In April 2017, my 6-year-old son was killed when a speeding police car crashed into mine. Briefly, Joel Anthony was on life support and a UNM Hospital nurse introduced me to the amazing people at New Mexico Donor Services (NMDS), our community’s Organ Procurement Organization (OPO), who compassionately spoke to and educated me about organ donation. For me, this option lit a path of hope out of the darkest day of my life. NMDS orchestrated the organ transplants that allowed Joel Anthony to keep living through the lives of others.
But NMDS and the other OPOs across the country that make organ transplants happen are currently under threat from the Trump administration. We can’t let this happen.
There are 58 federally funded, community-based OPOs across the country, and they are essential to making organ transplants possible. The administration has proposed a rule – which would be governed by the Centers for Medicare and Medicaid Services (CMS) – that aims to fix underperforming OPOs by using arbitrary metrics to make them do better or face immediate decertification and replacement by the free market. Up to 75% of OPOs could be eliminated as a result. High-performing OPOs would be forced to pick up the slack because there are no for-profit entities qualified to take their place, and the rule provides no plan to establish them.
Making such a plan, much less putting it into action, takes time that families facing imminent tragedy do not have. In the communities that lose their OPO, people like those who received Joel Anthony’s organs probably would not be alive, and families experiencing devastating loss like mine would not have a chance at hope.

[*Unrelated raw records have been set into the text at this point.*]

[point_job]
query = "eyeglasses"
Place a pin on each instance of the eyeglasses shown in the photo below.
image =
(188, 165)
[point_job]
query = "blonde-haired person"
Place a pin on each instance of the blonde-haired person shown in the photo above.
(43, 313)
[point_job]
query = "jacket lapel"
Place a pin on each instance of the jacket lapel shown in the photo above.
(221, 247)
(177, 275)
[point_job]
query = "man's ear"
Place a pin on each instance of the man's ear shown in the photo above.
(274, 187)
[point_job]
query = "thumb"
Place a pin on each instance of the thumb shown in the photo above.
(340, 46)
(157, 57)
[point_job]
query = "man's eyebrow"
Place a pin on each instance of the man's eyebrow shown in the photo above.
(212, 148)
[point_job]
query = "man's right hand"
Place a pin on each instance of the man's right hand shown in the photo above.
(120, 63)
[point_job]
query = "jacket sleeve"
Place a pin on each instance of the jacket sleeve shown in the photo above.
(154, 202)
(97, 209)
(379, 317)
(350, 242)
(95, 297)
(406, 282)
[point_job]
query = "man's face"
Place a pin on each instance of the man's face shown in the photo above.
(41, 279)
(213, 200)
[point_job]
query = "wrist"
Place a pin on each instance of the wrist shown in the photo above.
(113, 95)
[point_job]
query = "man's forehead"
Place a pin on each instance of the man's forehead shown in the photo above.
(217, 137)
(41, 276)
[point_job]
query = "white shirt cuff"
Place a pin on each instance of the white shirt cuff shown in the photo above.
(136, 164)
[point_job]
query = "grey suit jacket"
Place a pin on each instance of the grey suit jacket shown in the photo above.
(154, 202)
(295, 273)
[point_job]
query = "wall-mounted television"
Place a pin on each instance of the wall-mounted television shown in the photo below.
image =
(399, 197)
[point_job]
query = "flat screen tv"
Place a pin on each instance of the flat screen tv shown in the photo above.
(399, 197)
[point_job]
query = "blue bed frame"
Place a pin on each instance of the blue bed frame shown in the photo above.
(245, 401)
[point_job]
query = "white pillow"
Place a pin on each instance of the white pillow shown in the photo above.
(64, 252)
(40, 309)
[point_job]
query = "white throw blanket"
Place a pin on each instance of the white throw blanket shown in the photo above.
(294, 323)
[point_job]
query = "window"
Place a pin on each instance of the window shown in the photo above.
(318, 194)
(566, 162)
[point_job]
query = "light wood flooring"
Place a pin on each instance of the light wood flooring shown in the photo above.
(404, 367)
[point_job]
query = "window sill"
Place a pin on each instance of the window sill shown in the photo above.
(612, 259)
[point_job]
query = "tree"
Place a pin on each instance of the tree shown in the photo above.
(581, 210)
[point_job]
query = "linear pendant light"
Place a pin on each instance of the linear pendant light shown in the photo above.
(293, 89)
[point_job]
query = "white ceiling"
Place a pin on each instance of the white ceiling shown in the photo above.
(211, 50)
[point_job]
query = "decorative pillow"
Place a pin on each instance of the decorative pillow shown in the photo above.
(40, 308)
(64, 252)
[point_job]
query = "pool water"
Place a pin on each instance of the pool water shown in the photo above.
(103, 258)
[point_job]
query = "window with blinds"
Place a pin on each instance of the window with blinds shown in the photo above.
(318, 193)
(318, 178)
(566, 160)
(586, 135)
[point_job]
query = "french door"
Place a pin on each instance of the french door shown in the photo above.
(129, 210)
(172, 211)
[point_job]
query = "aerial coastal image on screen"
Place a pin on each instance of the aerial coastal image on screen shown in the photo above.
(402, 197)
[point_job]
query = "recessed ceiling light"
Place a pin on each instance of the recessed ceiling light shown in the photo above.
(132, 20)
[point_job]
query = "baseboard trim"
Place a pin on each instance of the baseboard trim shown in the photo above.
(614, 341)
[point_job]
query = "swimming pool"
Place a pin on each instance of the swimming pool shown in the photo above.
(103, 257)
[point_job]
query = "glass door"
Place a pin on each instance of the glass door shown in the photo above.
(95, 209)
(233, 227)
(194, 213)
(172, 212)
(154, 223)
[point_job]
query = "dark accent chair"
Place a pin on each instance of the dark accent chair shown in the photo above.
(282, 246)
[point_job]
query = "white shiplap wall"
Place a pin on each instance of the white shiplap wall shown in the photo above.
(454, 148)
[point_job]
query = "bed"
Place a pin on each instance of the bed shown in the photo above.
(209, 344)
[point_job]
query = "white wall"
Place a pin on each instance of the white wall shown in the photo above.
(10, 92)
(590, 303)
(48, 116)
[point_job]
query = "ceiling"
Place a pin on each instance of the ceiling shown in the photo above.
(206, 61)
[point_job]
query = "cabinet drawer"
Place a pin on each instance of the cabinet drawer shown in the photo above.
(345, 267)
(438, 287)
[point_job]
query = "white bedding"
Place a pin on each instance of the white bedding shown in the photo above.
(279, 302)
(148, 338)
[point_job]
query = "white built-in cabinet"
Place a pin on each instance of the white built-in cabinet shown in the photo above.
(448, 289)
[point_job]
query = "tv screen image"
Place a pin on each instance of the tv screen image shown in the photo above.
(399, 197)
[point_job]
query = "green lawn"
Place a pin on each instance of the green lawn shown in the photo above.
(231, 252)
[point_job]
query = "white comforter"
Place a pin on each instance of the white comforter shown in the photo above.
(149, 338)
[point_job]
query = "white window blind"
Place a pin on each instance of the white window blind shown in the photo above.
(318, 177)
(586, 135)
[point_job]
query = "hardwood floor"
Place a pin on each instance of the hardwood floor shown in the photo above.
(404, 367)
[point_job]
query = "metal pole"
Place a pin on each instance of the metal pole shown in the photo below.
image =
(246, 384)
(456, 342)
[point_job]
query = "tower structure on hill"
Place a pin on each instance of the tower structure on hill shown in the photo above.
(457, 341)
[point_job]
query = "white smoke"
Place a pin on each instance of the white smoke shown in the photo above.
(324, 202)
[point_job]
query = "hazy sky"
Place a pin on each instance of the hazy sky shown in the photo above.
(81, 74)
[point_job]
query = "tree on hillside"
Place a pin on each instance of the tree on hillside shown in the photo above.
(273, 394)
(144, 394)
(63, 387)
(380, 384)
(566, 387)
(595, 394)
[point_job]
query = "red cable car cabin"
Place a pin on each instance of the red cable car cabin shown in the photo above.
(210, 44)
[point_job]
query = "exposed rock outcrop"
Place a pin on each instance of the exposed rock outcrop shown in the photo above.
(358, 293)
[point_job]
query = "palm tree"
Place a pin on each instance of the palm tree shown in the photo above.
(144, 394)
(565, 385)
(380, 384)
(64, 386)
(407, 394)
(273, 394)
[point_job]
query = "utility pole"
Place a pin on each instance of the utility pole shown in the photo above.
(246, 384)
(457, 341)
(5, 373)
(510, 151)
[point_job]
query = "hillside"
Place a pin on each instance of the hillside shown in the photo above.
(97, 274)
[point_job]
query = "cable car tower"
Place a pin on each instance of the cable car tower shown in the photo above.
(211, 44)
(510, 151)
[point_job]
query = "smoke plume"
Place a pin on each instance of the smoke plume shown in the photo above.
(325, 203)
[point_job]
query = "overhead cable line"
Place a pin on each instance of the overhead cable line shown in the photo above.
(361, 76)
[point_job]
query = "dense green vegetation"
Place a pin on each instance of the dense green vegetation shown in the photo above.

Today, Joel Anthony’s heart and liver give life to two other children. His kidneys help a man and a woman live, as well. His pancreas and lungs contributed to research and education that will help to save countless more lives. My son was such a loving little boy. Knowing that four people are alive and that their families know joy and hope because of Joel Anthony is a tremendous comfort. But the proposed rule could deny this opportunity for life to people who are gravely ill and deny comfort to grieving families.
I do not understand how a rule to improve a system that saves lives and gives meaning to lives lost could be so blind to the humanity of this issue. Organ donation and transplant are deeply personal. Donated organs are not products. They are gifts, given from the bodies of beloved mothers, fathers, sons and daughters on the most terrible day their grieving families could never have imagined. Yet the rule does not even mention organ donors, their families, or their experiences. OPO professionals are called to this difficult work, dedicated to helping people find hope during times of immeasurable loss. The administration is missing this point, reducing the measure of an OPO’s success to a bunch of numbers. Not only that, but our country’s organ transplant system already is recognized as the best in the world. Why on earth would the administration and CMS risk throwing it into shambles?
The administration must reconsider the detrimental effect OPO-bashing has on those of us who decided to donate and those who are considering it. Fact-based discussion to improve the system is always necessary because any system could use improving. But we have to look at the whole system, not just target one part of it.
I hope you will join me in urging the administration to change course. Please call your congressional representatives and ask them to insist that CMS improve our transplant system overall, not punish OPOs.
This critical, life-giving work requires knowledge, sensitivity and respect. We must support the OPOs that do it so they can support thousands of donor families and transplant recipients every year – like Joel Anthony and those he saved.